CRCCC: Costa Rica Curbside Classic Capsule Part 2

Field 1200

Welcome back to CRCCC.  In Part 1 we looked at old 4X4s I found on my vacation to Costa Rica, now let’s look at some newer vehicles I encountered.

The last time we visited in 1997, Toyota had a dominant position in the Costa Rican market thanks to the indestructible Land Cruiser and Hilux pickup.  Times have changed, road conditions have changed and from the lead photo you can see that Suzuki, Hyundai, Toyota and Nissan are all now well represented in CR.

Incidentally I recommend you visit Lola’s in Playa Avellanas, not just for the beachfront ambiance and tasty tacos, but also for the town’s overflow parking: $3 to park in a dry field scattered with cow dung.  That’s authentic!  I don’t know where the cows went, maybe they didn’t have $3.

Tucson 1200

The current standard tourist rental SUV is a Hyundai Tucson in white.  Our rental is shown above at the surf shop.  It’s a bit confusing that this is badged as a Tucson, because in North America it’s a Santa Fe and the Tucson name is applied to a smaller CUV.  Edit- It’s just me that’s confused, it’s a Tucson everywhere.

We liked this vehicle a lot better than the Jeep Compass we rented for our SouthWest trip two years ago.  It had much more room for luggage, and for tall kids in the back.  The 4WD got us up some steep gravel hills, and the suspension soaked up a lot of washboard without any squeaks or rattles inside.  I also found the outward visibility acceptable, unlike the Compass.

Once we learned to look for them, it was easy to spot the tourist families.  White Hyundai Tucson, driven by a middle aged Caucasian dad with sunglasses and a baseball cap.  A couple of times I had to click the remote fob just to figure out which vehicle was ours.  Luckily my family always returned with the correct dad..

The Korean car companies pretty much have the Costa Rican market sewn up at the moment, new Toyotas are in the minority, new Fords almost nonexistent.  However, I did see a couple of Chinese cars in a parking lot (a Geely and a Great Wall) so another change may be in the air for the Costa Rican car market.

Meanwhile, back in the Condo parking lot I took a look at what other people were driving.  This photo illustrates the bookends of the 4X4 market:


The little Suzuki Jimmy is very common, we considered renting one just because it looked so fun, but wisely decided that it didn’t have enough room for 4 people and their luggage.  The modern Land Rover is seen regularly, more often than not with “Land Rover Club” stickers attached as does this example.


What can I say about this Suzuki Swift Dzire?  So small, so weirdly proportioned.  So UnDzireable?  At least there’s a curb in this picture, they don’t call it Curbside Classic for nothing.

Montero 1200

Now here’s something I quite like.  The Mitsubishi Montero seems more like the heir to the old Toyota BJ60 Land Cruiser than anything actually made by Toyota these days.  Look at that nice upright airy greenhouse, which may also be the reason it’s not sold in North America (rollover standards?).

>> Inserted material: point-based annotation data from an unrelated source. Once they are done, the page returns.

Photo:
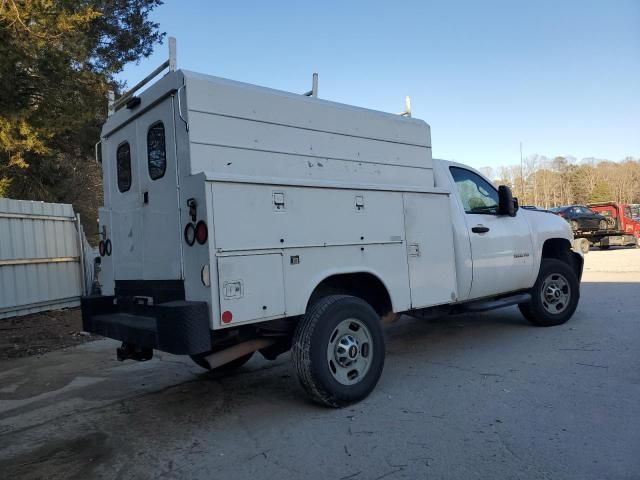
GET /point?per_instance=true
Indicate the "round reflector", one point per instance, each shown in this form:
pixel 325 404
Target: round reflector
pixel 190 234
pixel 201 232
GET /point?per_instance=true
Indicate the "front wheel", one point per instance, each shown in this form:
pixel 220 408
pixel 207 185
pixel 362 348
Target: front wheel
pixel 555 295
pixel 338 350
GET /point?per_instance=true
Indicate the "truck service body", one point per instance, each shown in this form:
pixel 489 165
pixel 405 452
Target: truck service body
pixel 239 219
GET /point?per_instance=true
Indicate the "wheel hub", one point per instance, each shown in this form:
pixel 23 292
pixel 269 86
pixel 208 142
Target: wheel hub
pixel 347 350
pixel 555 293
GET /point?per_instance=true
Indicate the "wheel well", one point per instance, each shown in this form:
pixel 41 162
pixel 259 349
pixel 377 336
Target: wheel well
pixel 560 249
pixel 363 285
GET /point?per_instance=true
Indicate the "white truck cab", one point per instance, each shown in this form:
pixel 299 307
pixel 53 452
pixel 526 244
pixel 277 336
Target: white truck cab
pixel 240 219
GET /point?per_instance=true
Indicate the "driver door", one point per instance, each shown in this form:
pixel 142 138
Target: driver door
pixel 501 246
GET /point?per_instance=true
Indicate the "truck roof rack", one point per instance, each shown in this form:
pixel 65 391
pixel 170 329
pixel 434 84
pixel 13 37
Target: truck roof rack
pixel 170 63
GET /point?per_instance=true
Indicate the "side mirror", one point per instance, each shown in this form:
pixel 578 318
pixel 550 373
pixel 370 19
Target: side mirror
pixel 507 205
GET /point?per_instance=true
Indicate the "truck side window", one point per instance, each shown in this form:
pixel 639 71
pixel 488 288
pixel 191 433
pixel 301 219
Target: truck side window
pixel 477 195
pixel 123 165
pixel 156 151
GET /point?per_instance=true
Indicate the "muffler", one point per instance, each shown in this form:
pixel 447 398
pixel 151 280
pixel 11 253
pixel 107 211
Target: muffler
pixel 129 351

This particular one is a bit blingy for my taste, but delete the running boards, add the available 5-speed manual transmission, matte black finish door handles and mirrors, and this could be the perfect service vehicle for my new DougD business venture.

We met so many fellow Canadians in Costa Rica, many of whom lived there year round or seasonally.  Some were retirees, but others owned a small business such as diving, deep sea fishing charters or a restaurant.  Our morning walks on the beach gave us opportunity to brainstorm what we could do, and here it is:

Our beachfront town lacked a good coffee shop, and adventure tourism is big in Costa Rica so we figured a Coffee Shop/Zip Line would be the perfect operation.  Get your coffee, clip on your lanyard and zziiippp, you’re on the beach for your morning walk in less than a minute.


Ah well, we can dream can’t we?  But it’s back to reality now so let us say goodbye and goodnight to Costa Rica, as the D kids play in the surf at sundown.

It was a wonderful trip in all ways, hopefully we won’t have to wait another 19 years before we can return.